Main branch               Hot Fix 1 Branch
  - Module 1                   - Module 1
  - Module 2                   - Module 2 patched

  - Module 3 (updated)   - Module 3 patch in progress

  - Module 4 (updated)   - Module 1

  - Module 5                   - Module 1

But in either case, you have work to be done in merging. If this continues with 5 hot fixes, then the first scenario here gives you problems with many merges, 5 in all. And what if you need to make a second patch to Module 2. Not fix the first patch, but a separate problem? Then you'd have two merges in this module. Expand this to the hundreds of modules in SQL Server and you might have an idea of the problems.

The best solution is to perform builds using good code. Which means if you have modules that are works in progress, you ignore the current version and build with the last known good version. Which is what happens. So the best idea is something like this:

Main branch              
  - Module 1              
  - Module 2 (hot fix in progress)              

  - Module 3
  - Module 4
  - Module 5

then

Main branch              

  - Module 1              

  - Module 2 (patched)              

  - Module 3 (being updated, build with last known good for hot fix)

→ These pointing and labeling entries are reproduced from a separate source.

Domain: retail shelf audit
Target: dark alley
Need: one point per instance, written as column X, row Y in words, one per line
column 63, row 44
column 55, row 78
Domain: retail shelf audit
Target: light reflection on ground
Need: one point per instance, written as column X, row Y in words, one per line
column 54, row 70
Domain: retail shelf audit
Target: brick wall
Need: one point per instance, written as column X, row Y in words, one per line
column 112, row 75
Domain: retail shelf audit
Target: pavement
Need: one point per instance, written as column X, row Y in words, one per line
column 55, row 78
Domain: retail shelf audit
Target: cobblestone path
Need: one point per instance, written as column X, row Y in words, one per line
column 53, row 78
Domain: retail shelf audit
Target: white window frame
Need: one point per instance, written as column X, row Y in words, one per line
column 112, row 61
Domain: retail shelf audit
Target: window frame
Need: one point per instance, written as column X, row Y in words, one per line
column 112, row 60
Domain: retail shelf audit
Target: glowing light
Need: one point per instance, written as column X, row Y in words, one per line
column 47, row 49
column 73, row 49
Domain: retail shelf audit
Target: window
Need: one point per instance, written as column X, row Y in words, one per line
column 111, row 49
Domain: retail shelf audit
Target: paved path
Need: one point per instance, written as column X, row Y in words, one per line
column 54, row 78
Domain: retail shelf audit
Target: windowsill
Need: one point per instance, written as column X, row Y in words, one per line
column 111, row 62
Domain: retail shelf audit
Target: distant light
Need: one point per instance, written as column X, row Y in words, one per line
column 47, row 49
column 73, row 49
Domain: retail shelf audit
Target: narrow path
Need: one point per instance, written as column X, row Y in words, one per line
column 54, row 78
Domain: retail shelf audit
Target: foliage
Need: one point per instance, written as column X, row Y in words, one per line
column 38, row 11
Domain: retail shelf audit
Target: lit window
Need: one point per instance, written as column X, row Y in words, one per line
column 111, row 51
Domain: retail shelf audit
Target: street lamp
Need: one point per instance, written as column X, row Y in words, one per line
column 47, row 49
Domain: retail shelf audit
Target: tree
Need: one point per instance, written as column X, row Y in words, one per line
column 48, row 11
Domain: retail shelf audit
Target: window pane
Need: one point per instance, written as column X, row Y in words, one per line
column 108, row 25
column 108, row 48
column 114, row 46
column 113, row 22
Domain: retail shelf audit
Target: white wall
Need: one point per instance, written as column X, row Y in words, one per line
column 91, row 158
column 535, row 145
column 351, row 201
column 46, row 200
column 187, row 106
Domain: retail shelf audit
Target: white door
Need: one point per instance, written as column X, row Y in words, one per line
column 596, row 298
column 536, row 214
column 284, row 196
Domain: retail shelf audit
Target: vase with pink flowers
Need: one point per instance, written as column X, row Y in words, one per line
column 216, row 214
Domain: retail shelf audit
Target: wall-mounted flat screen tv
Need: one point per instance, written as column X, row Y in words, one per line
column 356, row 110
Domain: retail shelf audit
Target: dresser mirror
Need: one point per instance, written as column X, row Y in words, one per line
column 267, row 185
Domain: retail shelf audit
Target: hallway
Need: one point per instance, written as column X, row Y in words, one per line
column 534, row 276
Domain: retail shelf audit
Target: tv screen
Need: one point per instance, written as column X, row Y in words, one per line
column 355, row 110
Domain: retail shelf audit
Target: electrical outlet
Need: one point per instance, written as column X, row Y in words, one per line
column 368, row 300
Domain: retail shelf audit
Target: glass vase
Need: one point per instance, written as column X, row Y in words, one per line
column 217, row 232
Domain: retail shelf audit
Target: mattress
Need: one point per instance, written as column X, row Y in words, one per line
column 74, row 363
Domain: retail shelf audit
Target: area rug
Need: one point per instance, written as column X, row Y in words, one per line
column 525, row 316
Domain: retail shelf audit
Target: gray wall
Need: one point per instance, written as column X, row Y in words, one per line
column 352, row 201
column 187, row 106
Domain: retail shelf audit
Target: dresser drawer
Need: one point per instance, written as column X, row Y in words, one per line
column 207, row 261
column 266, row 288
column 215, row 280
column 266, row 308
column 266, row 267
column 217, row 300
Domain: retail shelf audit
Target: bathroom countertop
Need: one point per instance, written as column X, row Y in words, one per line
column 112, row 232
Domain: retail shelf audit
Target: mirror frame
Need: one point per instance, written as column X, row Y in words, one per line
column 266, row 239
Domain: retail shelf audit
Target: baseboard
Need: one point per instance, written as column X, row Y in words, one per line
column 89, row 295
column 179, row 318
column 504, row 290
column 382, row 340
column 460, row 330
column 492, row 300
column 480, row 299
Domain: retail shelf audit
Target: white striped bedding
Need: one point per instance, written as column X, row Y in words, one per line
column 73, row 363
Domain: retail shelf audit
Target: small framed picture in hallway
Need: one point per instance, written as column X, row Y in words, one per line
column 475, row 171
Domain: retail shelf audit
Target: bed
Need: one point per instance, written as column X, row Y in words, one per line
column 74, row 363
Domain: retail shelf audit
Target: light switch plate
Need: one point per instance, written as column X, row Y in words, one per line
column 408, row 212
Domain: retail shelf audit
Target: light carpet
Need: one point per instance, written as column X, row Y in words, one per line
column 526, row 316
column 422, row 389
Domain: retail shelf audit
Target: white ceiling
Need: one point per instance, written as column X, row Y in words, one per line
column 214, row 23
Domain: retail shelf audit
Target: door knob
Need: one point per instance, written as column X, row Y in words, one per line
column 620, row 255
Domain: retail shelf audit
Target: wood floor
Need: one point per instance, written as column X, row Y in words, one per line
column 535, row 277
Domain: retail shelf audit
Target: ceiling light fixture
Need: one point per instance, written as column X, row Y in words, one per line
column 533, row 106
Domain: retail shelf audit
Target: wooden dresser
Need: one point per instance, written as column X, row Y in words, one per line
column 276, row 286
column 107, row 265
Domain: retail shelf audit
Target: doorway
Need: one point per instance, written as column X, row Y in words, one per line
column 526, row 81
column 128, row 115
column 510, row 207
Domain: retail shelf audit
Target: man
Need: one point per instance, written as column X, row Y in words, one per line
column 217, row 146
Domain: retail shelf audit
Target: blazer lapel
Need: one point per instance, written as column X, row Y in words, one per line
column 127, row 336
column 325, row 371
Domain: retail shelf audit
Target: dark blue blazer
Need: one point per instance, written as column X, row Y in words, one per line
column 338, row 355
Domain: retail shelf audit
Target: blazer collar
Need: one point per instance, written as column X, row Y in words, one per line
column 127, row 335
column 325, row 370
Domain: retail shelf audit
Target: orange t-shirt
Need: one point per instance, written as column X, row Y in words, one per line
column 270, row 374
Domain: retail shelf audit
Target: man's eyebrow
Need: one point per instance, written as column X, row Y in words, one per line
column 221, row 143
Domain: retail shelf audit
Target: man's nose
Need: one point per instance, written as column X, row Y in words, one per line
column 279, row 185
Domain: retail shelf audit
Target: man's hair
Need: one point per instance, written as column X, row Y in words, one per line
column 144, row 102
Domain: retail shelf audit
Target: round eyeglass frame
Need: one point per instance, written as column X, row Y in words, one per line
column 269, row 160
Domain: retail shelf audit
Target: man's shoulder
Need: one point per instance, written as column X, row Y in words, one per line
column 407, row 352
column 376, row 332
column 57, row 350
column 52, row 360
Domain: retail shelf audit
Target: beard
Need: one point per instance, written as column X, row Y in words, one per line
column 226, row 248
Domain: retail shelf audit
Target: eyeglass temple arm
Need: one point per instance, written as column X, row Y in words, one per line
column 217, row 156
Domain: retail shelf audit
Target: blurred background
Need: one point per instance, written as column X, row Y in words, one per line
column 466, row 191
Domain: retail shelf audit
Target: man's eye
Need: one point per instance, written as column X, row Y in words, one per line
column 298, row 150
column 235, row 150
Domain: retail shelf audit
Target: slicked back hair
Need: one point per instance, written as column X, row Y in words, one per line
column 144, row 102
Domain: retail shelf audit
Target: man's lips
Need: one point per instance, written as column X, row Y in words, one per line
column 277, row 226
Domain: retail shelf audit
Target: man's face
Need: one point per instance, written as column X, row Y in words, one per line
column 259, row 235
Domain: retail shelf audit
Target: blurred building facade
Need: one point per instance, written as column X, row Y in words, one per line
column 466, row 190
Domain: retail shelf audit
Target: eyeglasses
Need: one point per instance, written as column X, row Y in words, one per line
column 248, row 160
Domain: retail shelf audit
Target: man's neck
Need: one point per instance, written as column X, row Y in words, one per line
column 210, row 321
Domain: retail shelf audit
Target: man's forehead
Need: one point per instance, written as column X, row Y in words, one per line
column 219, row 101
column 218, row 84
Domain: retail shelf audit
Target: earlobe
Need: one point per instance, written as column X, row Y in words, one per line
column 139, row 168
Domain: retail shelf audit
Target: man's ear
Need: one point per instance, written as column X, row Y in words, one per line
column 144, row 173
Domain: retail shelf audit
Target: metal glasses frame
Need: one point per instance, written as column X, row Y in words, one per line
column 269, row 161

  - Module 4 (being updated, build with last known good for hot fix)

  - Module 5

then we find a problem with module 3

Main branch              

  - Module 1              

  - Module 2 (patched)              

  - Module 3 (being updated, work on new hot fix with current version. Maybe delay unti update is finished or do both at once)

  - Module 4 (being updated, build with last known good for hot fix)

  - Module 5

etc. It's still dicey when you have a problem with an area and a separate hot fix, but you're Microsoft. Throw a few more people at it to get it done quicker. Even comment out changes in code that are work in progress.